指揮者とはなにものか [ピアノ音楽]
最近、私はピアノの学生たちに「若いうちに指揮を勉強しておくと将来何かと役に立つよ」とアドバイスしている。プロの指揮者になる必要はないが、ピアニストではあっても指揮の心得は身を助ける。作曲家や声楽家の多くはアルバイト、もしくはボランティアでママさんコーラスとか、アマチュアコーラスなどを指揮していて、上手かどうかは別にしても、ともかく棒は振れる人は多いがピアニストとなると本当に少ない。
きちんと拍子がとれる、ということは自分のピアノのテンポをよくするにはとても助けになるし、生徒を教えるときも、口でゴチャゴチャ言うよりは、身振りで曲のテンポや感じを伝えることが出来て、これは直感的に生徒に分かってもらえる早道であることは経験上よく分かっている。

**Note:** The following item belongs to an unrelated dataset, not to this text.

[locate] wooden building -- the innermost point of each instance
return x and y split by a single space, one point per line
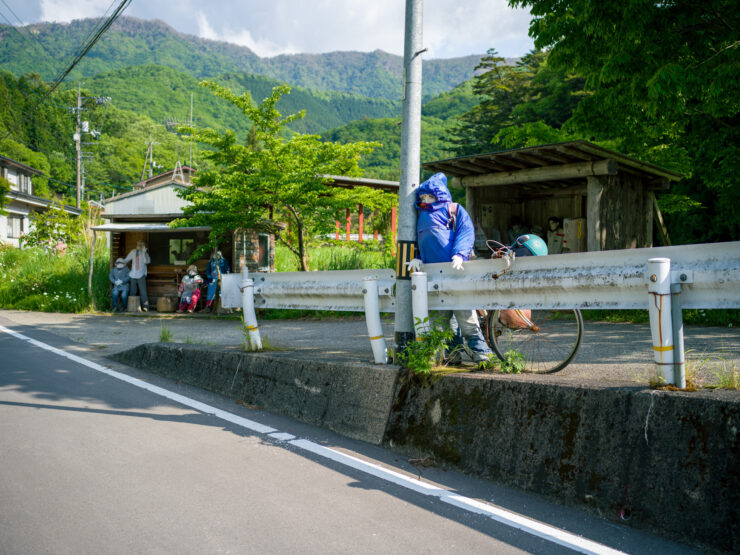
607 197
145 213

私はプロではないが、必要とあればオーケストラの指揮はある程度出来るし、これまでも自分からしゃしゃり出ることはしないが、依頼されれば、自分で出来ると思えるものは何度かやってきた。でも一度断ったことはある。私の室内楽のリハーサルを見ていた、都響のあるプレーヤーから、「こんなピアノを弾くひとなら、面白そうだから、都響をぜひ一度振ってください」と頼まれたが、「やれないことはないと思うが、海千山千のプレーヤーを前にして、この年になって恥をかくほど私も人はよくありませんから」とやんわりお断りしたが、これはいまでも正解だったと思っている。自分で楽器が演奏が出来る、ということと、それを人に伝えることとはまた別ものなのだ。
プロの指揮者というものは、かっこよく見えるが実際は大変な職業である。多くの指揮者に接し、自分でも実際やってみて分かるのだが、「指揮」ほど誰にでも出来、しかも誰にもなかなか出来ない職業もめずらしい。